Google Editions, the search engine’s effort to follow the trail blazed by Amazon’s Kindle in the market for electronic books, is rolling out this summer with the American Booksellers Association (ABA) as a key partner.
With Google as an ally, the ABA plans to make Google Editions the main source of ebooks on the Websites of hundreds of independent booksellers around the country, according to the New York Times. The deal was originally announced last month, according to Publishers Weekly.
Google Editions will make some 400,000 books available online to readers through any Web browser and Web-enabled device, including laptops, tablet computers and smartphones.
Readers will use their Google accounts to purchase the books directly from Google, whose Google Checkout system will serve as the payment platform. Google will pay publishers 63 percent of revenues and keep 37 percent for itself where it sold ebooks directly to consumers.
The search engine will also let independent bookstores in the ABA and others sell their ebooks on their own sites using Editions. In this wholesale model, publishers would get 45 percent, with most of the remaining 55 percent going to the retailer. Google would take a small revenue cut.

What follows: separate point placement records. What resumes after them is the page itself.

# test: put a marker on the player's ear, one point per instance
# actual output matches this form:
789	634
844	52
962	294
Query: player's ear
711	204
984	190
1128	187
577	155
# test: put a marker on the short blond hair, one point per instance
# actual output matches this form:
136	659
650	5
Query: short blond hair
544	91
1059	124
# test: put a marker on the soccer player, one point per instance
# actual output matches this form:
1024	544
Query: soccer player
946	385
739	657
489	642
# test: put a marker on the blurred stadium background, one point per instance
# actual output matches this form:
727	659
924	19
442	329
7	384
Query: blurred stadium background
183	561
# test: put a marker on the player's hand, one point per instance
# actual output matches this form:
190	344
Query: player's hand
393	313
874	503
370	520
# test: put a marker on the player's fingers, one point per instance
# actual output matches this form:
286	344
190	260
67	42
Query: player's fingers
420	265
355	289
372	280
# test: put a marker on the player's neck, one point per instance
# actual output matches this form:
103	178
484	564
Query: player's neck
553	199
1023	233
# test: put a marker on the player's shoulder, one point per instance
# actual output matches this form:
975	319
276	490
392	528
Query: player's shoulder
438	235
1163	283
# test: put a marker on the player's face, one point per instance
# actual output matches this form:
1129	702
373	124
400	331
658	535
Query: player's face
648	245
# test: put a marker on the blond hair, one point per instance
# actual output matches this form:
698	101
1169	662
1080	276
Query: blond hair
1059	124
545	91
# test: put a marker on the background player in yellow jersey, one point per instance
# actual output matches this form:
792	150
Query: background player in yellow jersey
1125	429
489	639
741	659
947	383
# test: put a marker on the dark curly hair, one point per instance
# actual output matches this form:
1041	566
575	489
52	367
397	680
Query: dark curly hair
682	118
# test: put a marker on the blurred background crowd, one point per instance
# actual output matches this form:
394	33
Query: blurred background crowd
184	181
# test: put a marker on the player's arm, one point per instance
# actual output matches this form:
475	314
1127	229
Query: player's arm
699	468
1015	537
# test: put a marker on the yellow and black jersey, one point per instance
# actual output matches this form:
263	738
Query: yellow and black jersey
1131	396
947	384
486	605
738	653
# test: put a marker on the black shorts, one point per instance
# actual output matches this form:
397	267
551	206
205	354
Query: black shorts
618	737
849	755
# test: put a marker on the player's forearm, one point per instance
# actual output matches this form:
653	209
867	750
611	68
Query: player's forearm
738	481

The any Web browser, any device model is a departure from the proprietary format and device approaches favored by Amazon with its Kindle e-reader and Apple with its iBookstore for the iPad and iPhone. Those devices tether digital books offered on them with digital rights management software.
Tom Turvey, who leads Google Editions as a director for strategic partnerships, told The New York Times, “I don’t think anyone who has bought an e-reader in the last several years has really intended to only buy their digital books from one provider for life.”
It is fitting that Google is trucking with the ABA. The 1,400 or so independent booksellers in the group have scrambled for survival against book-selling kings like Barnes & Noble and Amazon.
Indie booksellers seem to trust Google in a market where Amazon and Barnes & Noble are aggressively slashing prices to make sure consumers purchase their devices to read books.
Barnes & Noble June 21 cut the cost of its Nook e-reader from $259 to $199. Not to be outdone, Amazon.com that day pared the price of its original Kindle e-reader from $259 to $189.
Meanwhile, Google has scanned more than 12 million books as part of a separate Google Book Search initiative that is in legal limbo.